Sie haben dich einfach weggemacht, aus dem Weg geräumt. Medizinisch betrachtet bist du am Kreuz sehr wahrscheinlich erstickt, so wie die schwer an Covid19-Erkrankten – es sei dir und deinem Vater geklagt – jetzt, hier und heute ersticken. Ebenso unfreiwillig, ebenso grundlos. Jesus, dein Karfreitag ist eine harte Nuss. Dein Leiden und alles Leiden, dein Sterben und alles Sterben wiegt so schwer.

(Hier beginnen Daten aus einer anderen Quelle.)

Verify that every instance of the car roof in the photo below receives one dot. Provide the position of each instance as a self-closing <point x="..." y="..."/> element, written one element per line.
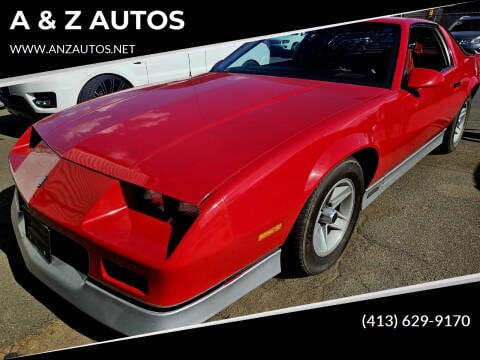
<point x="469" y="17"/>
<point x="405" y="21"/>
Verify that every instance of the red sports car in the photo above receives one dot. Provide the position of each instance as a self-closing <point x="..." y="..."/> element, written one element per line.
<point x="157" y="207"/>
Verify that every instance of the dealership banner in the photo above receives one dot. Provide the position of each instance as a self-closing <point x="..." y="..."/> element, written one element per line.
<point x="38" y="37"/>
<point x="427" y="319"/>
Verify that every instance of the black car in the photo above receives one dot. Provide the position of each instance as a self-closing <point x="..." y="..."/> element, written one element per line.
<point x="466" y="30"/>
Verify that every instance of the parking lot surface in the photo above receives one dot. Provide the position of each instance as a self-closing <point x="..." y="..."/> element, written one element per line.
<point x="426" y="227"/>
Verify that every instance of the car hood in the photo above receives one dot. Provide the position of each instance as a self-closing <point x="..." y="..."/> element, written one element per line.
<point x="185" y="138"/>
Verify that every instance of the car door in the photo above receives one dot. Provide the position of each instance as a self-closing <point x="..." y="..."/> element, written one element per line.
<point x="429" y="110"/>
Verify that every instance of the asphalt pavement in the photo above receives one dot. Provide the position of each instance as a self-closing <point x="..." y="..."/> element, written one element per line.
<point x="426" y="227"/>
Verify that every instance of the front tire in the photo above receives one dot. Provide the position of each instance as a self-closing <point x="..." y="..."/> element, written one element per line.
<point x="102" y="85"/>
<point x="455" y="130"/>
<point x="326" y="222"/>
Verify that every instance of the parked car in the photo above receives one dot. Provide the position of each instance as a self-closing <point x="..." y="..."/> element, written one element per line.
<point x="286" y="42"/>
<point x="466" y="30"/>
<point x="157" y="207"/>
<point x="52" y="93"/>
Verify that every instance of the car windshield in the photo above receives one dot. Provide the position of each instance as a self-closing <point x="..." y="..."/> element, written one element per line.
<point x="362" y="53"/>
<point x="466" y="25"/>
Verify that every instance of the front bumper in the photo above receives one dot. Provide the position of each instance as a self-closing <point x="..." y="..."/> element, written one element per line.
<point x="18" y="105"/>
<point x="122" y="315"/>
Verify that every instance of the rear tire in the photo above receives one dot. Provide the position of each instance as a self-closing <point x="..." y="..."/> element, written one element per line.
<point x="102" y="85"/>
<point x="454" y="132"/>
<point x="326" y="222"/>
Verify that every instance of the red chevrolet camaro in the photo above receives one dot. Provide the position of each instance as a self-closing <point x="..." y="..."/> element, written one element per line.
<point x="157" y="207"/>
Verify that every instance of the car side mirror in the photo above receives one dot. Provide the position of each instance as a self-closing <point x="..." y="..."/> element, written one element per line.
<point x="425" y="78"/>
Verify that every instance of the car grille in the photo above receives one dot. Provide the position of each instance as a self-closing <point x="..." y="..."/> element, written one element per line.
<point x="62" y="247"/>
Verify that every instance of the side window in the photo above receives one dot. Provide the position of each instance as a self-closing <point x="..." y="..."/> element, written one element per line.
<point x="428" y="49"/>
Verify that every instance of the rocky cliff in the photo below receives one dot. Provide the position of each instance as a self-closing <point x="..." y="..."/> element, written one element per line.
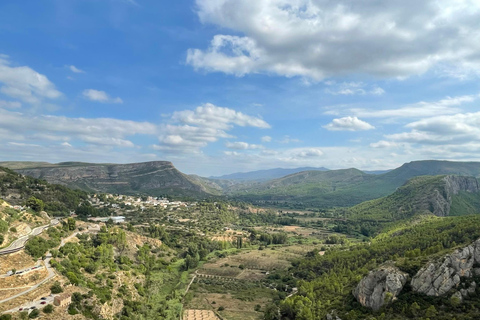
<point x="380" y="286"/>
<point x="439" y="277"/>
<point x="452" y="274"/>
<point x="156" y="177"/>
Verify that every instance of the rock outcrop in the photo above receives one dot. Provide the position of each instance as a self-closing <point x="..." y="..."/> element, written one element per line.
<point x="441" y="200"/>
<point x="156" y="177"/>
<point x="437" y="278"/>
<point x="380" y="286"/>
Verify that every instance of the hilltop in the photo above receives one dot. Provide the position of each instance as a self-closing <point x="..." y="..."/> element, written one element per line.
<point x="156" y="177"/>
<point x="343" y="188"/>
<point x="438" y="195"/>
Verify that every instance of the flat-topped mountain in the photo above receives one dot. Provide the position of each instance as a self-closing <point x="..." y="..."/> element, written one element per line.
<point x="347" y="187"/>
<point x="156" y="177"/>
<point x="438" y="195"/>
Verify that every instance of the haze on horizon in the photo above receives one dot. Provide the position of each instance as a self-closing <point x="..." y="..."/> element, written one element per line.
<point x="222" y="86"/>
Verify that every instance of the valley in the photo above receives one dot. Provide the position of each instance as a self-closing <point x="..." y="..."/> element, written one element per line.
<point x="221" y="257"/>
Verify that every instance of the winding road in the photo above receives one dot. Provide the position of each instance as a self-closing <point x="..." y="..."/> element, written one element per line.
<point x="19" y="244"/>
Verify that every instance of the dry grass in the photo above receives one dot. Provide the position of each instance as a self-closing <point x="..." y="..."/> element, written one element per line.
<point x="233" y="308"/>
<point x="195" y="314"/>
<point x="18" y="260"/>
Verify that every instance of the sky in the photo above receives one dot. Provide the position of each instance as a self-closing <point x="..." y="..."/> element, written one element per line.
<point x="223" y="86"/>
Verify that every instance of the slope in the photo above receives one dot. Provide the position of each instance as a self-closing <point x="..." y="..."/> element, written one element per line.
<point x="344" y="187"/>
<point x="153" y="178"/>
<point x="438" y="195"/>
<point x="313" y="188"/>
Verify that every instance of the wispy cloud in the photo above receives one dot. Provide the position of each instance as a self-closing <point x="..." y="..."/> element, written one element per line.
<point x="25" y="83"/>
<point x="100" y="96"/>
<point x="75" y="69"/>
<point x="348" y="124"/>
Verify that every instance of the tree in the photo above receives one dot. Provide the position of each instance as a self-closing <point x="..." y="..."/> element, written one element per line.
<point x="56" y="288"/>
<point x="34" y="314"/>
<point x="71" y="224"/>
<point x="431" y="312"/>
<point x="35" y="204"/>
<point x="48" y="309"/>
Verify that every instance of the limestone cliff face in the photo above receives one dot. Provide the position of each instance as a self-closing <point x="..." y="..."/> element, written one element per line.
<point x="437" y="197"/>
<point x="156" y="176"/>
<point x="441" y="201"/>
<point x="438" y="278"/>
<point x="380" y="286"/>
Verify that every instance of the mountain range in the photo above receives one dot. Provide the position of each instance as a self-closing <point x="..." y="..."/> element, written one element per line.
<point x="314" y="187"/>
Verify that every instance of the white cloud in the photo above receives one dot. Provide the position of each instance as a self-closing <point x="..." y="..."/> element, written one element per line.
<point x="217" y="117"/>
<point x="266" y="139"/>
<point x="75" y="69"/>
<point x="243" y="145"/>
<point x="94" y="131"/>
<point x="459" y="129"/>
<point x="383" y="144"/>
<point x="352" y="88"/>
<point x="448" y="105"/>
<point x="10" y="104"/>
<point x="25" y="83"/>
<point x="100" y="96"/>
<point x="318" y="39"/>
<point x="195" y="129"/>
<point x="287" y="140"/>
<point x="348" y="124"/>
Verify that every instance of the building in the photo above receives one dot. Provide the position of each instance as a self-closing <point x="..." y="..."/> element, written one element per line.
<point x="62" y="300"/>
<point x="117" y="219"/>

Ich merke, liebster Jesus, ich könnte dir heute einen Brief in der Länge eines Romans schreiben. Da gibt es so vieles, was mein Herz bedrückt und meine Seele schwer macht in diesen Tagen, vieles was ich nicht verstehe. Ich möchte dir stellvertretend für viele in unserer Welt sagen: Es tut mir leid! Es tut mir leid, dass wir so sind, wie wir sind: unfähig die Füße stillzuhalten, immer unzufrieden, weit über unsere Verhältnisse lebend, den Mitmenschen fertig machend, nicht klarkommend mit Stille und überhaupt uns selbst. Eigentlich sind wir es nicht wert, dass du uns liebst.

Und das ist überhaupt das Größte und Unvorstellbare: dass du uns trotzdem liebst! Dass du für uns das Kreuz auf dich genommen hast. Du liebst uns, obwohl wir sind, wie wir sind. Obwohl wir Klopapier hortende, ungläubige Monster sind, die – wenn wieder alles „Un-Corona“ ist – den Mitmenschen und die Natur mit Füßen treten.

So schwer es mir selbst auch fällt – es ist heilsam einen solchen wahren Karfreitag erleben zu dürfen. Und ich wünschte, es ginge eine neue Kraft davon aus für eine veränderte bessere Zukunft. Lass es Ostern werden – wenn es Zeit dafür ist – in dieser Welt und bei den Menschen, die du so unendlich liebst. Ich danke dir, dass du mich hörst. In Gedanken will auch ich heute bei dir sein, wenn du um uns, mit uns und durch uns leidest. Amen.